The peso shot up to 11.55 per U.S. dollar in midday trading after falling to 12 per dollar Thursday, the first recovery after tumbling this week from 11.30 on May 16.
President Cristina Fernandez de Kirchner’s economic team appears to have rallied to reel in the black market exchange rate, a leading indicator of confidence in Latin America’s third-largest economy. A drop on the black market, which operates in the back rooms of money houses due to tight restrictions on buying dollars officially, can spread nervousness and spur a rise in capital flight.
A drop in the black market peso exchange rate in turn raises the threat of accelerating consumer prices in a country already burdened by one of the world’s highest inflation rates. It is running at 40 percent annualized, according to the Cato Institute, a Washington D.C.-based think tank.
The central bank started restricting the sale of dollars for imports of more than $200,000 to conserve its hard-currency reserves at $28 billion, up from a seven-lower low of $26.7 billion on April 4 but still a long way down from a peak of $53 billion in 2011.
- Shift in thinking
The drop this week came after three months of calm on the exchange market following a shift to pragmatism.
The central bank devalued the peso 20 percent against the dollar in January and then jacked up interest rates to 30 percent, encouraging people to save in pesos instead of dollars.
But over the past month the monetary authority has reduced interest rates to 27 percent and started to devalue the official exchange rate after holding it steady at 8 per dollar since the devaluation.
“With the decline in interest rates, people turned to the dollar,” said Federico Thomsen, an economist at E. F. Thomsen, an economic and political consulting firm in Buenos Aires.
- This new calm may be hard to contain
“The central bank is walking a very narrow path,” Thomsen said.
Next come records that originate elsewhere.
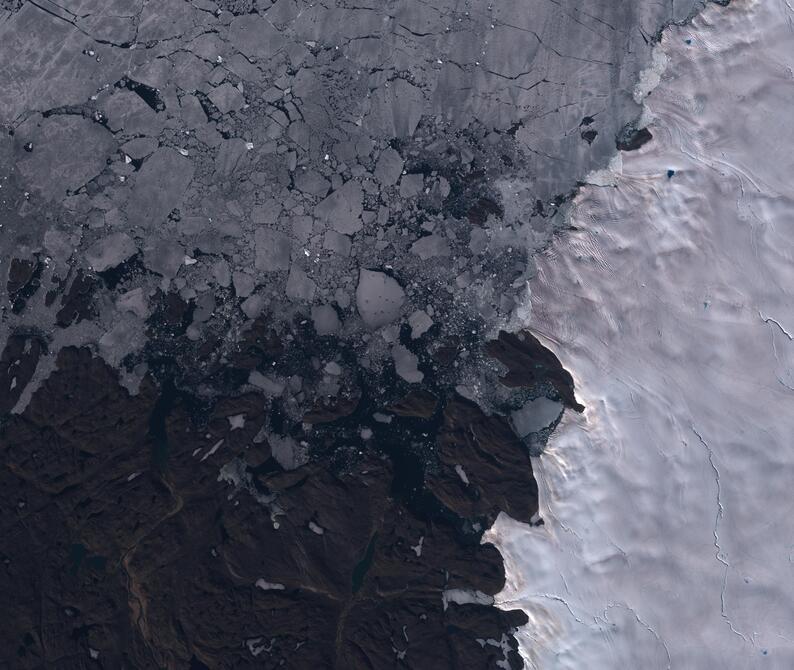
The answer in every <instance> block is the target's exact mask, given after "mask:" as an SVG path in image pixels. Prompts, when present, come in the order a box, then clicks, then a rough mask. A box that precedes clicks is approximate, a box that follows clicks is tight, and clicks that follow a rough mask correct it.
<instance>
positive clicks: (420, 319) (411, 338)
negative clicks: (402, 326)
mask: <svg viewBox="0 0 794 670" xmlns="http://www.w3.org/2000/svg"><path fill="white" fill-rule="evenodd" d="M408 325H409V326H411V339H412V340H415V339H417V338H418V337H422V335H424V334H425V333H426V332H427V331H428V330H430V328H431V327H432V326H433V319H431V318H430V317H429V316H428V314H427V312H425V311H424V310H423V309H418V310H416V311H415V312H414V313H413V314H411V316H409V317H408Z"/></svg>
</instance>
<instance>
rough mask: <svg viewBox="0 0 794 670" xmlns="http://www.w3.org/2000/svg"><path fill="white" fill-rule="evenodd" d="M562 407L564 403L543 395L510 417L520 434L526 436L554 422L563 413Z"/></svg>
mask: <svg viewBox="0 0 794 670" xmlns="http://www.w3.org/2000/svg"><path fill="white" fill-rule="evenodd" d="M562 409H563V408H562V405H561V404H560V403H558V402H557V401H555V400H549V399H548V398H546V397H544V396H541V397H540V398H535V399H534V400H530V401H529V402H528V403H526V404H525V405H524V406H523V407H522V408H521V409H517V410H516V411H515V412H512V413H511V414H510V418H511V419H512V421H513V427H514V428H515V431H516V433H517V434H518V436H519V437H526V436H527V435H529V434H530V433H537V432H538V431H541V430H543V429H544V428H546V427H547V426H550V425H551V424H552V423H554V422H555V421H556V420H557V419H558V418H559V417H560V414H562Z"/></svg>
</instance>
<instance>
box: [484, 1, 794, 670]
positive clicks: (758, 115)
mask: <svg viewBox="0 0 794 670" xmlns="http://www.w3.org/2000/svg"><path fill="white" fill-rule="evenodd" d="M659 50H660V51H659V53H658V58H656V59H654V63H655V65H656V66H657V68H660V67H663V66H664V64H665V62H666V64H667V66H666V69H665V70H664V72H663V73H662V74H661V77H660V79H659V83H658V85H657V86H656V88H654V89H653V91H652V93H651V94H650V95H648V96H647V98H646V99H645V103H646V109H645V118H644V122H646V123H647V124H648V130H649V131H650V132H651V134H652V135H653V141H651V142H649V143H648V144H645V145H644V146H643V147H642V148H640V149H638V150H635V151H632V152H627V153H625V154H623V156H622V167H620V161H613V163H612V166H613V168H615V172H614V174H612V175H611V177H612V178H611V179H604V177H605V175H604V174H599V175H597V178H596V179H594V180H592V181H593V182H597V183H598V184H601V185H599V186H596V185H594V184H593V185H590V186H587V187H585V188H583V190H582V192H581V193H580V194H579V196H578V197H577V198H576V200H575V203H574V206H573V209H572V212H571V223H572V229H571V231H570V232H569V233H568V234H566V236H565V237H564V238H562V239H559V240H557V242H555V244H554V245H553V247H552V248H551V249H550V250H549V251H548V252H547V253H546V254H545V256H544V258H542V259H541V260H540V262H539V268H538V275H537V278H536V279H535V280H534V282H533V283H532V285H531V288H532V296H533V297H532V326H533V328H534V329H535V330H536V331H537V332H539V333H540V334H541V335H542V336H543V337H544V338H545V340H546V343H547V344H548V345H549V346H550V347H551V348H552V349H553V350H554V351H555V352H556V353H557V355H558V356H559V358H560V359H561V361H562V362H563V364H564V365H565V366H566V367H567V368H568V369H569V370H570V371H571V372H572V373H573V374H574V377H575V379H576V382H577V389H578V391H577V393H578V396H579V400H580V401H581V402H582V403H584V404H585V405H586V407H587V409H586V411H585V413H584V414H583V415H581V416H580V415H574V414H573V413H566V415H565V417H564V418H563V421H562V423H561V425H560V427H559V428H558V430H557V432H556V433H555V434H554V436H553V437H552V439H551V441H550V443H549V444H548V447H547V449H546V450H545V452H544V453H543V454H542V455H541V456H540V457H539V458H537V459H535V466H536V473H537V476H538V479H539V486H540V491H541V515H542V517H543V520H544V523H543V524H542V525H538V526H534V527H529V526H525V525H521V524H518V523H516V522H513V521H512V520H511V519H509V518H508V517H506V516H504V515H502V516H501V517H500V519H499V521H498V522H497V524H496V525H495V527H494V529H493V530H492V531H491V532H490V534H489V536H488V539H490V540H491V541H494V542H496V543H497V544H498V546H499V547H500V551H502V553H503V554H504V556H505V560H506V567H507V570H508V574H509V577H508V584H507V586H506V588H505V590H504V591H503V592H502V593H501V594H500V596H499V597H498V599H497V600H498V602H500V603H501V604H502V605H503V606H504V607H511V608H512V607H516V606H520V607H522V608H524V609H525V610H526V611H527V612H528V614H529V616H530V623H529V625H528V626H526V627H525V628H524V629H523V630H522V631H521V633H520V635H521V637H522V645H523V652H524V655H525V659H526V661H527V664H528V666H529V667H532V668H555V669H557V668H560V669H567V668H589V669H591V670H600V669H602V668H603V669H609V670H612V669H614V668H621V667H622V668H642V669H653V668H676V669H678V668H687V669H695V670H700V669H707V668H720V669H721V670H733V669H735V670H748V669H753V668H793V667H794V579H793V577H794V574H793V573H794V495H792V483H794V443H792V436H794V299H792V292H794V179H792V176H793V175H794V125H792V123H791V114H792V110H793V109H794V73H793V72H792V69H793V68H794V9H792V5H791V4H789V3H788V2H786V0H767V1H765V2H751V1H746V0H745V1H738V2H732V3H731V5H730V7H728V8H723V7H717V6H714V5H711V6H710V7H709V8H708V9H706V10H705V11H704V13H702V14H701V15H700V16H698V17H697V18H696V19H695V20H694V21H693V22H692V23H691V24H689V25H686V26H673V27H671V28H670V29H668V30H666V31H665V33H664V35H663V38H662V42H661V45H660V46H659ZM657 71H658V69H657ZM649 74H652V73H649ZM648 83H650V84H653V83H655V82H654V81H653V76H647V77H644V78H643V82H641V84H640V88H639V89H638V95H643V94H645V93H647V88H650V86H646V87H645V88H642V87H643V86H645V85H646V84H648ZM610 181H611V182H612V183H613V184H614V185H610Z"/></svg>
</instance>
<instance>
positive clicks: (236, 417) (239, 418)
mask: <svg viewBox="0 0 794 670" xmlns="http://www.w3.org/2000/svg"><path fill="white" fill-rule="evenodd" d="M226 418H227V419H228V420H229V430H237V429H239V428H245V414H234V415H233V416H227V417H226Z"/></svg>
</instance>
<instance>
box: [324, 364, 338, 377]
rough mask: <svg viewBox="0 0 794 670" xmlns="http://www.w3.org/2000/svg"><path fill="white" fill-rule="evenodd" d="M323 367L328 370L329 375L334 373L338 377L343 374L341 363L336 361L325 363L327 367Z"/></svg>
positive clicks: (325, 366) (336, 376)
mask: <svg viewBox="0 0 794 670" xmlns="http://www.w3.org/2000/svg"><path fill="white" fill-rule="evenodd" d="M323 369H324V370H325V371H326V372H327V373H328V374H329V375H334V376H335V377H338V376H339V375H341V374H342V368H341V366H340V365H339V363H336V362H334V361H330V362H328V363H326V364H325V368H323Z"/></svg>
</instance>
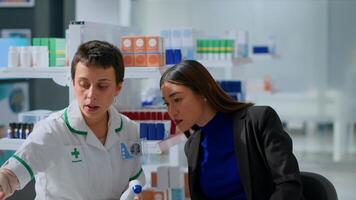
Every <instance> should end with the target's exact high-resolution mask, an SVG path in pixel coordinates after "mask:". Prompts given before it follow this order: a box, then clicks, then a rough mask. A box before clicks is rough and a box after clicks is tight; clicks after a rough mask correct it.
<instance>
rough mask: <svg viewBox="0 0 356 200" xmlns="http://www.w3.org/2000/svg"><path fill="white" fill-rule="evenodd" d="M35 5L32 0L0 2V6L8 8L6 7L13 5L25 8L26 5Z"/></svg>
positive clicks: (16, 6)
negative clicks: (9, 1)
mask: <svg viewBox="0 0 356 200" xmlns="http://www.w3.org/2000/svg"><path fill="white" fill-rule="evenodd" d="M34 5H35V2H34V0H31V1H28V2H6V1H5V2H1V3H0V8H8V7H13V8H27V7H33V6H34Z"/></svg>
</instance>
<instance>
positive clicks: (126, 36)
mask: <svg viewBox="0 0 356 200" xmlns="http://www.w3.org/2000/svg"><path fill="white" fill-rule="evenodd" d="M120 50H121V52H122V53H123V54H125V53H133V52H134V45H133V38H132V37H131V36H124V37H121V43H120Z"/></svg>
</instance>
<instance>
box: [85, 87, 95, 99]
mask: <svg viewBox="0 0 356 200" xmlns="http://www.w3.org/2000/svg"><path fill="white" fill-rule="evenodd" d="M87 98H90V99H92V98H93V99H95V98H96V91H95V88H94V87H93V86H91V87H90V88H89V89H88V91H87Z"/></svg>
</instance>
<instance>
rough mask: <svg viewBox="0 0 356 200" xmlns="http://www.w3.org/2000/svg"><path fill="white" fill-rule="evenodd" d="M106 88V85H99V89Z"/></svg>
mask: <svg viewBox="0 0 356 200" xmlns="http://www.w3.org/2000/svg"><path fill="white" fill-rule="evenodd" d="M106 88H108V86H107V85H99V89H106Z"/></svg>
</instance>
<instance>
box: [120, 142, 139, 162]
mask: <svg viewBox="0 0 356 200" xmlns="http://www.w3.org/2000/svg"><path fill="white" fill-rule="evenodd" d="M120 151H121V156H122V159H123V160H130V159H133V158H137V157H140V156H141V155H142V146H141V140H129V141H125V142H121V143H120Z"/></svg>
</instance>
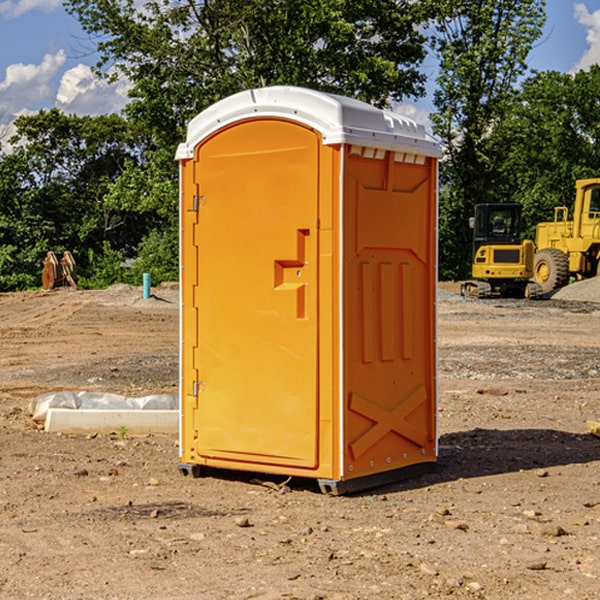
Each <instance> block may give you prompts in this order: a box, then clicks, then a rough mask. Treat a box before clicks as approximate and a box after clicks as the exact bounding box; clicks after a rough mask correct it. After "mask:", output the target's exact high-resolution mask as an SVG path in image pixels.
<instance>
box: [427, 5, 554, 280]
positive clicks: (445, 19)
mask: <svg viewBox="0 0 600 600" xmlns="http://www.w3.org/2000/svg"><path fill="white" fill-rule="evenodd" d="M544 8H545V0H494V1H492V0H476V1H473V0H440V14H441V15H442V18H440V19H438V20H437V22H436V27H435V28H436V36H435V38H434V40H433V45H434V49H435V51H436V53H437V55H438V57H439V60H440V74H439V76H438V79H437V85H438V87H437V89H436V91H435V93H434V104H435V106H436V113H435V114H434V115H433V116H432V120H433V123H434V131H435V133H436V134H437V135H438V136H440V138H441V140H442V142H443V144H444V146H445V150H446V159H447V160H446V163H445V164H444V165H443V166H442V171H441V176H442V184H443V186H442V191H443V193H442V195H441V198H440V208H441V210H440V219H441V220H440V247H441V251H440V272H441V275H442V276H443V277H451V278H464V277H465V276H466V275H467V274H468V265H469V264H470V250H471V236H470V232H469V229H468V217H469V216H471V215H472V210H473V205H474V204H476V203H477V202H490V201H497V200H499V199H500V197H499V194H498V192H497V189H498V188H497V187H496V181H497V173H498V168H499V165H500V164H501V162H502V160H503V156H502V153H499V152H495V151H494V150H497V149H498V148H499V146H498V145H497V144H494V143H492V140H493V137H494V131H495V129H496V128H497V127H498V125H499V124H500V123H502V121H503V119H505V118H506V116H507V114H508V113H509V112H510V110H511V107H512V105H513V102H514V96H515V91H516V86H517V84H518V82H519V79H520V78H521V77H522V76H523V74H524V73H525V72H526V71H527V62H526V60H527V55H528V54H529V51H530V50H531V47H532V44H533V43H534V42H535V40H536V39H538V38H539V37H540V35H541V32H542V26H543V24H544V21H545V11H544ZM502 199H503V198H502Z"/></svg>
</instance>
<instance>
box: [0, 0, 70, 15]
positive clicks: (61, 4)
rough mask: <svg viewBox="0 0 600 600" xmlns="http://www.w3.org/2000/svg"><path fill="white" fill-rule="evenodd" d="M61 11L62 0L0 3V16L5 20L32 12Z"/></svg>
mask: <svg viewBox="0 0 600 600" xmlns="http://www.w3.org/2000/svg"><path fill="white" fill-rule="evenodd" d="M58 9H62V0H17V1H16V2H14V1H12V0H6V1H5V2H0V15H2V16H4V17H6V18H7V19H15V18H16V17H20V16H21V15H23V14H25V13H27V12H29V11H32V10H42V11H43V12H46V13H48V12H52V11H53V10H58Z"/></svg>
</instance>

If the bank depreciates the peso predictably on the official market, which it administers by buying and selling dollars out of its hard-currency reserves, then the market could take advantage, he said.
When the bank followed this practice last year, for example, exporters would delay sales on expectations of getting more pesos from their sales and importers would push forward transactions. This put strain on the central bank’s hard-currency reserves, leading to a decline that ultimately ended in the 20 percent devaluation in January.
The government is trying to hold the reserves at $28 billion as a source of financing. It relies on the reserves to pay for imports and service the national debt given that it can’t sell bonds on global markets for financing until it fully settles a $100 billion default from 2001.
If in another scenario the central bank allows the peso to drop abruptly, then rumors could fly of instability and drive up demand for dollars, Thomsen said.